We are unable to quantify precisely the impact of this policy change. However, we anticipate it will be minimal because we believe the criteria we have established will limit the application of this policy. We do not anticipate more than approximately 10 situations that will be affected by this change during FY 2003.
IX. Waiver of Proposed Rulemaking and Delay in Effective Date
We ordinarily publish a notice of proposed rulemaking in the Federal Register to provide a period for public comment before the provisions of a notice take effect. However, we can waive this procedure, if we find good cause that notice and comment procedure is impracticable, unnecessary, or contrary to the public interest and incorporate a statement of the finding and the reasons for it into the notice issued.

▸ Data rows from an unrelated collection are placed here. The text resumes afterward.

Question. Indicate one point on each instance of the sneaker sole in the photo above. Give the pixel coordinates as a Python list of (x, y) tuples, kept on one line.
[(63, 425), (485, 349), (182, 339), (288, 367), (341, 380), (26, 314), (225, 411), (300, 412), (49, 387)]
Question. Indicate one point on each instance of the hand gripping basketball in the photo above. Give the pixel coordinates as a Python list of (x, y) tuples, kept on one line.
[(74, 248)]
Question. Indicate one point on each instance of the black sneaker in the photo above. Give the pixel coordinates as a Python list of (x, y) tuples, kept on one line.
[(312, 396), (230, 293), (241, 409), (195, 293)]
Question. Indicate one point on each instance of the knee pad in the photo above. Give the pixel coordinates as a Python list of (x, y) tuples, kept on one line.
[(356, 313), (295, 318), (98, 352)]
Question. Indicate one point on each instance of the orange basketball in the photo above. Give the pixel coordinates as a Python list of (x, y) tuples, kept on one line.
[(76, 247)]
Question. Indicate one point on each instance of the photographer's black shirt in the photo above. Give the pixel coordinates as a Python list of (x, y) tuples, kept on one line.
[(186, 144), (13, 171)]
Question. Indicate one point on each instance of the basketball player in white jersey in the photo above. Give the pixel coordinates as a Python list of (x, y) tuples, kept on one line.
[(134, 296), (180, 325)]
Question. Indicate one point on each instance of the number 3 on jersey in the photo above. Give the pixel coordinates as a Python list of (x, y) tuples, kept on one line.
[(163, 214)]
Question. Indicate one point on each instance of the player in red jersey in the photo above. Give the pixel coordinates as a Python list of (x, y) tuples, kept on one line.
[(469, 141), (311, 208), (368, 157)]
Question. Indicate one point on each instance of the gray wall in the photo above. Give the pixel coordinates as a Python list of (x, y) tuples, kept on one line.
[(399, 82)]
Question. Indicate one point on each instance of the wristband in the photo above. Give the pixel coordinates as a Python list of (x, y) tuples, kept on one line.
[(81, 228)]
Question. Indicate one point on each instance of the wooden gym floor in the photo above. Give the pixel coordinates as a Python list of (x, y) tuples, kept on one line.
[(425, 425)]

We find it unnecessary to undertake notice and comment rulemaking because this notice merely provides technical corrections to the preamble language of the final rule. In this notice, the technical corrections include Start Printed Page 22291comments and responses that were inadvertently omitted from the August 1, 2002 final rule. We have incorporated these comments and responses into this correction notice to assure the commenters that we received their comments on the proposed rule and that their comments were given full consideration before publication of the final rule. Additional technical corrections include, corrections to entries in various tables and charts, replacing data inadvertently published with the correct data, and also making a variety of grammatical corrections. These corrections are necessary to ensure that the final rule accurately reflects our prospective payment methodology and rates. In addition, these corrections ensure that correct wage index values are used to calculate payments to hospitals. In light of the very technical nature of these corrections, notice-and-comment procedures are both unnecessary and impracticable. Therefore, we find good cause to waive notice and comment procedures.
In addition, the Administrative Procedure Act (APA) normally requires a 30-day delay in the effective date of a final rule. Because this notice simply makes technical modifications to a final rule that has previously gone through notice-and-comment rulemaking, we believe good cause also exists under APA to waive the 30-day delay in the effective date.Start Signature
(Catalog of Federal Domestic Assistance Program No. 93.773, Medicare—Hospital Insurance; and Program No. 93.774, Medicare—Supplementary Medical Insurance Program)
Dated: April 17, 2003.
Ann C. Agnew,
Executive Secretary to the Department.